There is absolutely NOTHING wrong with my daughter’s hair. Newsflash…she’s an African American child, so yes she has “tight curls.” What a travesty! In addition to being black, she’s a toddler. I know, big shocker, right?! She will play and get messy, so don’t be surprised if her hair isn’t always perfectly in tact. I mean, what kind of society are we living in that people would be so concerned about a toddler’s hair?!
Dealing with this topic the past year and a half has forced me to reflect on two things: Chris Rock’s documentary “Good Hair” (I highly recommend you watch it!) and Olympic Gold Medalist Gabby Douglas. I watched Chris Rock’s documentary and it brought back so many personal memories that led to tears streaming down my face.
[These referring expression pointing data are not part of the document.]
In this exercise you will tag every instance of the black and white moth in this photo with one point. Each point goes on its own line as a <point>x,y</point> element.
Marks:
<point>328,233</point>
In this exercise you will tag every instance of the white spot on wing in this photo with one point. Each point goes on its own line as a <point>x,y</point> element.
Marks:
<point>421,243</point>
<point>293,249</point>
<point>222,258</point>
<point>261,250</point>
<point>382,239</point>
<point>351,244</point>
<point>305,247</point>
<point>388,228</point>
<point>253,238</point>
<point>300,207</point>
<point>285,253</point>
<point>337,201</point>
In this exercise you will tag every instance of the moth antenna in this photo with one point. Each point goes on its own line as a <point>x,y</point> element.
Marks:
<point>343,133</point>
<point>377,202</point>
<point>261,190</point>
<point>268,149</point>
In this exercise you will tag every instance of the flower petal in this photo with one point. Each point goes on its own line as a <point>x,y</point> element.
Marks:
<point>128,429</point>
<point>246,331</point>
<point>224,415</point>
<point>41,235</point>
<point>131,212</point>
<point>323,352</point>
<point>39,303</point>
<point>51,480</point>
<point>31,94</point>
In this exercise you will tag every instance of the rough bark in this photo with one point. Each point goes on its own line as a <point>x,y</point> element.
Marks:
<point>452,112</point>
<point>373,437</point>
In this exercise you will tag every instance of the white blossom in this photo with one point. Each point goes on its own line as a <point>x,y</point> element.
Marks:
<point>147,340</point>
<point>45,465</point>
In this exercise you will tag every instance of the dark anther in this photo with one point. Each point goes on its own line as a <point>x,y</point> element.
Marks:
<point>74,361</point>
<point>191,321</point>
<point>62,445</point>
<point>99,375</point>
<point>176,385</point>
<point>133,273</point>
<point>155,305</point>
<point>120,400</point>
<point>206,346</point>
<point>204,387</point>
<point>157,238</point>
Yes, I was one of those girls that had “nappy” hair. My Mom used a hot comb to try to straighten it out, leaving me scarred (literally) and terrified. Bless her heart. She didn’t mean any harm. She was just trying to do something with “that head” that would be deemed acceptable and under control.
This hot comb phase left her so exhausted and frustrated that she sent me off to the hair salon to get the latest and easiest do…a Jheri Curl!!! Dear God was I tormented. Not at first though. You see, I grew up in a predominantly white town so everyone thought this was my “natural” look…that is until I went to middle school and was joined by more black students who knew exactly what I was rockin’. I was teased, ridiculed, bullied and tormented by my peers. What’s so sad is that some of them called themselves my friend. It wasn’t long before I went home crying to my Mom, begging her to take me to the salon to get a relaxer (straightens black hair). I’ve suffered bad relaxers to the point that my hair has fallen out. I’ve worn wigs and weaves, you name it. Why??? Although I didn’t realize it at the time, I guess my goal was to fit in with society’s perception of “beauty” and the “norm.”
Then there was the Gabby Douglas fiasco. Funny because I was 9 months pregnant with Gianna and due any day whenever Gabby took the world by storm in the 2012 Summer Olympics. I was rooting for her and the rest of her teammates. I was so proud of her and what she accomplished. You would think America would be proud too; and they were. Most of them were I should say. Guess who her biggest critics were…African American females!!! UNBELIEVABLE!!! It gets crazier. What were some of them (not all) critical of you might ask? Not her athletic skills. Not even her costumes or something she said. They were critical of her hair! What a shame! There was NOTHING wrong with Gabby’s hair! At first, Gabby’s mother felt the need to come out and explain the appearance of her daughter’s hair, but it didn’t take long for her to wake up and realize that she raised an Olympian with a beautiful spirit and there was nothing to apologize for nor to explain.
Let me end this rant by giving you two definitions:
Hair: any of the numerous, fine usually cylindrical, keratinous filaments growing from the skin of humans and animals
Beauty: the quality present in a thing or a person that gives intense pleasure or deep satisfaction to the mind, whether arising from sensory manifestations, a meaningful design or pattern, or something else (as a personality in which high spiritual qualities are manifest)
My prayer for my daughter is that she obtains “high spiritual qualities.” I want her to have a beautiful spirit that lights up a room and moves hearts. I want her to know not just who she is, but whose she is (a daughter of the Most High God). Don’t worry. As a devoted and caring mother, I always have and will continue to nurture and care for her, seeing to it that she receives the best care physically, emotionally and beyond. She will look presentable and carry herself well. However, my child will NOT define who she is by the appearance of her hair, or as the definition puts it: filaments growing from the skin that covers humans and animals! Peace!